The GBP/USD is continuing to struggle near 1.3080 as the new trading week sees the Sterling on the softer side amidst rising fears of a hard Brexit and disappointing economic data for the UK that casts doubt on an expected Bank of England (BoE) rate hike in August. The latest Brexit proposal, crafted by Prime Minister Theresa May and hotly debated within the UK’s parliament, is dead in the water after a flat rejection by the European Union, and Brexiteers in London are back to the drawing board on how to avert a hard Brexit scenario, with the new Brexit minister accusing Europe of stonewalling the negotiation process in hopes of forcing the UK to “blink”. PM May has also shot down suggestions of another Brexit referendum as the sides continue to remain at loggerheads on how the UK is to leave the union, with hard-line leavers seeking massive exemptions and special circumstances from the European Union, with EU leaders in Brussels unmoved by the UK’s current negotiating strategy.


The pair has been trading well beneath 1.3100 heading into Tuesday’s London market session as the major pair continues the current trend of slumping into fresh lows.  The Sterling has closed lower against the Greenback for three straight months, and is currently on pace to make it a fourth with July leaning into the bearish side.
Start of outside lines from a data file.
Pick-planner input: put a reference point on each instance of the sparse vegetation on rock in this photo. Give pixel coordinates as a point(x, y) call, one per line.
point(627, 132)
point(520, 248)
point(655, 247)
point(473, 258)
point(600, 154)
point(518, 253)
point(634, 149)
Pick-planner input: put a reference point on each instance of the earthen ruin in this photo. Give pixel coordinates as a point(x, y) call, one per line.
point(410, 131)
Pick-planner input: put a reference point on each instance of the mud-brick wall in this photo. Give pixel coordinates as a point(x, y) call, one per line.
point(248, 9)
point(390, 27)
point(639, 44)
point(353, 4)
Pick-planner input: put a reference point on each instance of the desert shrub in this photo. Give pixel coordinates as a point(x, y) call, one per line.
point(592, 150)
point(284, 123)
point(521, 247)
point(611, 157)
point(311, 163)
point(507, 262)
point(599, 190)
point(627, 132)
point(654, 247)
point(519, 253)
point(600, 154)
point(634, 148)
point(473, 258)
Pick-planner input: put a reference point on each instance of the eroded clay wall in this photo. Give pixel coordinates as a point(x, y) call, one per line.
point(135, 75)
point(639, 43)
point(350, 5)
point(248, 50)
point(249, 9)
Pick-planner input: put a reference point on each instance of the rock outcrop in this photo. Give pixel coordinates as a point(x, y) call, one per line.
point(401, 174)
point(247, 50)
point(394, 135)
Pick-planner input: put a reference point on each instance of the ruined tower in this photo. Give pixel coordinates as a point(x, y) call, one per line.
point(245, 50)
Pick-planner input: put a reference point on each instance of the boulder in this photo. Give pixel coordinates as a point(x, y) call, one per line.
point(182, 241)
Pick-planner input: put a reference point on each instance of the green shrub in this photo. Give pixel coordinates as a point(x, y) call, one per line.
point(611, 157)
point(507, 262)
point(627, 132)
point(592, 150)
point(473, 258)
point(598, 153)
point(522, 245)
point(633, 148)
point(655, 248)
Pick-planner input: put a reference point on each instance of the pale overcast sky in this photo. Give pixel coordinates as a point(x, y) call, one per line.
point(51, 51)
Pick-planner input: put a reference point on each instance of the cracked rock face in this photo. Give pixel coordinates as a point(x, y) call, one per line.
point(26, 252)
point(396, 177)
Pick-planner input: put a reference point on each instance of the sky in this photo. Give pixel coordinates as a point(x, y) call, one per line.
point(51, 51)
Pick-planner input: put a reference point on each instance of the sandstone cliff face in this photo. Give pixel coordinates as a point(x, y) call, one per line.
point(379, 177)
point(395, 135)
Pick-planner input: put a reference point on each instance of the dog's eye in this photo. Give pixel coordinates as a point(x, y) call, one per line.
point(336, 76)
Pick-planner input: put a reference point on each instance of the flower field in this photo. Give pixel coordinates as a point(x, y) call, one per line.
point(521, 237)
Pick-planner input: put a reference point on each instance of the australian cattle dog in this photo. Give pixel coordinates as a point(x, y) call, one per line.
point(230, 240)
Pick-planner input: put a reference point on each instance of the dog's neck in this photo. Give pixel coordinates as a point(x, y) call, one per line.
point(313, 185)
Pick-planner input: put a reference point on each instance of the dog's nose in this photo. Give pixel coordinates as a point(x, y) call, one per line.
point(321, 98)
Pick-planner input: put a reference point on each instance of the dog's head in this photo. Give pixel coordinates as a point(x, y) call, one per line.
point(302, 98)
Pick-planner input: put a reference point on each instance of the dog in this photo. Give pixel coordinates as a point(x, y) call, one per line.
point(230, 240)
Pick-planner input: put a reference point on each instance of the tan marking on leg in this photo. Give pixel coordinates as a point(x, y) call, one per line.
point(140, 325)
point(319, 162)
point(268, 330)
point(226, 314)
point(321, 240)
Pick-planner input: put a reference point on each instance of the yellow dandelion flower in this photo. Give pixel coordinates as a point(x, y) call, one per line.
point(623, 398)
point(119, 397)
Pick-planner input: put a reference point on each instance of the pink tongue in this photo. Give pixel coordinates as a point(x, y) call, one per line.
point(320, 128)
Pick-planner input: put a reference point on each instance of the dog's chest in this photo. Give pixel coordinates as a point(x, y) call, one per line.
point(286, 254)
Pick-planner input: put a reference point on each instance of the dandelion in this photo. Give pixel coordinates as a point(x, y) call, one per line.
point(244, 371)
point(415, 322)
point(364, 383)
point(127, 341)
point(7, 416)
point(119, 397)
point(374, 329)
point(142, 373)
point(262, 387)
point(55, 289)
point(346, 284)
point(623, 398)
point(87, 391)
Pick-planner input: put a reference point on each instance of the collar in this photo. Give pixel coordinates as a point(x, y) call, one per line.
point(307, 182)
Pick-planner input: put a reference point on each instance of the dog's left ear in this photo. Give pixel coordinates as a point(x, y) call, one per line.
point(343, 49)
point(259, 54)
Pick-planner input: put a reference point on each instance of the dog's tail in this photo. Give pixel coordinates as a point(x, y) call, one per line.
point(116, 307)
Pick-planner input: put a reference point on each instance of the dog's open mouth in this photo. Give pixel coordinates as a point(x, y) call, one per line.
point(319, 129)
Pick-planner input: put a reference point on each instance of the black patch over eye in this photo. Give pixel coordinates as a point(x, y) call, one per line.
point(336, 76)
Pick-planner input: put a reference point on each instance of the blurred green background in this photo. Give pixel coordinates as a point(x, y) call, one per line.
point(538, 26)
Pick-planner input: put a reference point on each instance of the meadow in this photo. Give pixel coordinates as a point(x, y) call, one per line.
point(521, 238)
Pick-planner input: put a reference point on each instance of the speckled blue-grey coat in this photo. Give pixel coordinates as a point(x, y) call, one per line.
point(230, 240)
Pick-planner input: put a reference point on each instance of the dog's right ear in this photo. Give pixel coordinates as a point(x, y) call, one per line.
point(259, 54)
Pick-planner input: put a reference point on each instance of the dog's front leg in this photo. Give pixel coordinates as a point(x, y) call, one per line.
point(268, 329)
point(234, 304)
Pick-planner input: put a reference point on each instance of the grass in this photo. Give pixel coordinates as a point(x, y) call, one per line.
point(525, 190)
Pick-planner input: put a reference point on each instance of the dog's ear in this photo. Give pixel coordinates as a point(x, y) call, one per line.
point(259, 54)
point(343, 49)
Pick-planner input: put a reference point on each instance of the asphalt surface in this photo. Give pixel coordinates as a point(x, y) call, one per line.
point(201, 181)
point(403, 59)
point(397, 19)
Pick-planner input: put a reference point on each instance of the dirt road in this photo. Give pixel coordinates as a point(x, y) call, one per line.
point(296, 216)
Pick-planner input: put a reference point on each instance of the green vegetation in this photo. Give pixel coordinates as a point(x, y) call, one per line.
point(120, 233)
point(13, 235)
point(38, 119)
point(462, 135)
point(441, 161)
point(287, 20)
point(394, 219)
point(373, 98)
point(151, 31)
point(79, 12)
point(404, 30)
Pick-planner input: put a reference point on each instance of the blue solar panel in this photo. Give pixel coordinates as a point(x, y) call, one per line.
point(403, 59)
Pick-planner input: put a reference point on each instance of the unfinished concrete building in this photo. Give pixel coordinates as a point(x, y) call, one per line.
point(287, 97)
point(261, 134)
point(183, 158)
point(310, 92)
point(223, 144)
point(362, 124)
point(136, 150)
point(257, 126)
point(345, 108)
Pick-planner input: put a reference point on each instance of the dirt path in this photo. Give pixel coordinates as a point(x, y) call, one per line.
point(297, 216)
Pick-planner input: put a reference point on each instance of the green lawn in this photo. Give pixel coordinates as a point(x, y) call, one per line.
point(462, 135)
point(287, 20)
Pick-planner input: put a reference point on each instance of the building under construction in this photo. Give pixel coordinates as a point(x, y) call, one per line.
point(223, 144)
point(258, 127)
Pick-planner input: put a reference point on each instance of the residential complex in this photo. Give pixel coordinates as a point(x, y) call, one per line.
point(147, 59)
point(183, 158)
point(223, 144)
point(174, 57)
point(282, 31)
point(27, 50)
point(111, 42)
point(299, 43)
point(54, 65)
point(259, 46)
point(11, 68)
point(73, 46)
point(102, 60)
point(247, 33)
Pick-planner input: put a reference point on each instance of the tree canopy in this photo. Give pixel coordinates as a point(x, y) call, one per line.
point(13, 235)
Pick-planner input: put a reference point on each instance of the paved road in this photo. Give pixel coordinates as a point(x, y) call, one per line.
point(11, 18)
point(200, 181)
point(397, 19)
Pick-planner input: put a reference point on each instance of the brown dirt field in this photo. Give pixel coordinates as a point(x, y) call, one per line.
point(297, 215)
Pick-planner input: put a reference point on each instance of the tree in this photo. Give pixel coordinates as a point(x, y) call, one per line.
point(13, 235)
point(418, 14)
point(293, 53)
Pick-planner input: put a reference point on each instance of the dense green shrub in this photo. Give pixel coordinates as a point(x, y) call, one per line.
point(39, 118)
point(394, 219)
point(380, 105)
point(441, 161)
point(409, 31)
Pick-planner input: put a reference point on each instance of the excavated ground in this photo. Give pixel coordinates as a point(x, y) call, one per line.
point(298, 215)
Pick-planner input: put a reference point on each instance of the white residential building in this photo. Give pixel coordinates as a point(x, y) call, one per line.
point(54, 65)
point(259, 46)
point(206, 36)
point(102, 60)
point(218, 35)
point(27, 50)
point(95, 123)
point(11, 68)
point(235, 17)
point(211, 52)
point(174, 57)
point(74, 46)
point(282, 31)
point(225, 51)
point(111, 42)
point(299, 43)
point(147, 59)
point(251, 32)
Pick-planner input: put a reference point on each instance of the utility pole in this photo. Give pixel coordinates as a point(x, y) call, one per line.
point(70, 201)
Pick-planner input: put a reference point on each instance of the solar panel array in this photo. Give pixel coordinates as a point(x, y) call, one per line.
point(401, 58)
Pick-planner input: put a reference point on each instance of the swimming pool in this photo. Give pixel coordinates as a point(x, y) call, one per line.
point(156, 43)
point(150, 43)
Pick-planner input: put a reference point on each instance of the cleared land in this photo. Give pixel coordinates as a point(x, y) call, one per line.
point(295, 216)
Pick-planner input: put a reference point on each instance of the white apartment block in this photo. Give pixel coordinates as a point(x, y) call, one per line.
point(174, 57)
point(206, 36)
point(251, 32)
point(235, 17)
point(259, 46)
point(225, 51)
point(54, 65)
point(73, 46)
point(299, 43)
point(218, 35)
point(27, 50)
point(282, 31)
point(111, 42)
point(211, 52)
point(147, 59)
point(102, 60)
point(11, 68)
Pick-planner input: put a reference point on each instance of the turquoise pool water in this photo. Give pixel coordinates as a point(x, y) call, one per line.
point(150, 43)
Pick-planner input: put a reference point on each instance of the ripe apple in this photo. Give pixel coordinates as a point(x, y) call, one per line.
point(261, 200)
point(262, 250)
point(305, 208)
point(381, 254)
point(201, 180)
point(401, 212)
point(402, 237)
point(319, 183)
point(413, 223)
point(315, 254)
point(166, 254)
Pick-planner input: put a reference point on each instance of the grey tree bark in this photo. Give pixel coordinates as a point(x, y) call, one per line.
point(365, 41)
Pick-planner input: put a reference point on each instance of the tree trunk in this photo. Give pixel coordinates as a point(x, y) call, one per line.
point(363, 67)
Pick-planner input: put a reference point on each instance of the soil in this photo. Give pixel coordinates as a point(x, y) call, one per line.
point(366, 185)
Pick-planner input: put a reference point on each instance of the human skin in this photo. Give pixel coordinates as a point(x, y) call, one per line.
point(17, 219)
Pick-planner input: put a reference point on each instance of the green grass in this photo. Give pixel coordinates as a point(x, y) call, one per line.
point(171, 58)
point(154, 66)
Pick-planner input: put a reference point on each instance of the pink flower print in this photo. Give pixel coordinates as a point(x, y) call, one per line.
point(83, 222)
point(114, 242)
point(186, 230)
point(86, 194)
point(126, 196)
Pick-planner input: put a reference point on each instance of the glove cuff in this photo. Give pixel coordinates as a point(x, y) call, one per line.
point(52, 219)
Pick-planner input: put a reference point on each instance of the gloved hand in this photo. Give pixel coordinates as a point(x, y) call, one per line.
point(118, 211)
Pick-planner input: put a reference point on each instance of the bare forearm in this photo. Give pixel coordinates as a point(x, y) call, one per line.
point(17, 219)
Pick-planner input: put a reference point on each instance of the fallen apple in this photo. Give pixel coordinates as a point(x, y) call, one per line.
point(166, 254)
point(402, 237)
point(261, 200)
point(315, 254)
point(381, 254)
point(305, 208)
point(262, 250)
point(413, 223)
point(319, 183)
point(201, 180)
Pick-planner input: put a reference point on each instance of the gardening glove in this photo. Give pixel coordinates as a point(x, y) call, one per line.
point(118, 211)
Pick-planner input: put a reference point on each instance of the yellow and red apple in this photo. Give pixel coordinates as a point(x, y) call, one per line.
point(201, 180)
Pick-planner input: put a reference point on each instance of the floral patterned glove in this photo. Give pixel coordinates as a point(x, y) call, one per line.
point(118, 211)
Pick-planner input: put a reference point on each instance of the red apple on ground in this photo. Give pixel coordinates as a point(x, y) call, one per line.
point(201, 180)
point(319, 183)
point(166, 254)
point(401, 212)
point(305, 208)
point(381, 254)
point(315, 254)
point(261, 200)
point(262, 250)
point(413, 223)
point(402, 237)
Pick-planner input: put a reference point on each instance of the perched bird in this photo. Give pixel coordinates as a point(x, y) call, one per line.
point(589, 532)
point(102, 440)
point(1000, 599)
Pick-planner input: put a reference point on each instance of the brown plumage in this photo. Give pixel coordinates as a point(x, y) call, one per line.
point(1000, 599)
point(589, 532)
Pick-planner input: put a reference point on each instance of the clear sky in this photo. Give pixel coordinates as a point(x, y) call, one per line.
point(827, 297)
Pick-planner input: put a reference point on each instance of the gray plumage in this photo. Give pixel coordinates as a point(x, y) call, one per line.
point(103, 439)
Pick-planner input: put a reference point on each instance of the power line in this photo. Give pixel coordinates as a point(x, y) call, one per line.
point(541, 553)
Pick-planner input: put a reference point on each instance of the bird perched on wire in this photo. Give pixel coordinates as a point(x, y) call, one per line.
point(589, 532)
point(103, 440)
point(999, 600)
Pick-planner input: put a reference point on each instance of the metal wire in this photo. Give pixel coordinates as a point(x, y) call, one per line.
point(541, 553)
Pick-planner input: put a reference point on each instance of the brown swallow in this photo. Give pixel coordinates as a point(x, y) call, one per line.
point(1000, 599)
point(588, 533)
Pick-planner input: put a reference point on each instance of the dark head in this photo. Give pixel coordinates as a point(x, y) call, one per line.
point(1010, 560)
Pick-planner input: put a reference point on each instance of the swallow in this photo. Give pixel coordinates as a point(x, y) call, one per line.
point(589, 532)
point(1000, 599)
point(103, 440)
Tuesday’s economic calendar for the GBP/USD is a weak showing, with the only GBP-focused release being the low-tier CBI Industrial Trends Survey, coming in at 10:00 GMT, and the m/m survey for July is expected to contract from 13 to 10, a bearish showing for executive’s opinions on forward-looking output expectations. The upcoming US session will also be the m/m May Housing Price Index at 13:00 GMT, forecast to tick up from 0.1% to 0.4%, while the preliminary Markit Composite PMI for July, due at 13:45 GMT, is expected to shift down from 56.2 to 56.0 post which traders are looking for a healthy dose of volatility to spur the Sterling-Dollar pair into action.


It’s quickly becoming move-or-get-off-the-pot time for Sterling bulls, and buyers are either going to have to make a push for the 1.3200 major handle, or allow the Sterling to fall into fresh yearly lows. When looking at the technical picture, a convincing break back below the 1.30 handle might now turn the pair vulnerable to resume with its prior depreciating slide and aim towards testing the 1.2900 round figure mark. On the flip side, momentum back above 1.3110-15 area could assist the pair to make a fresh attempt towards clearing an important hurdle near mid-1.3100s. A decisive break through the mentioned barrier now seems to pave the way for an extension of the recovery move further towards reclaiming the 1.3200 handle.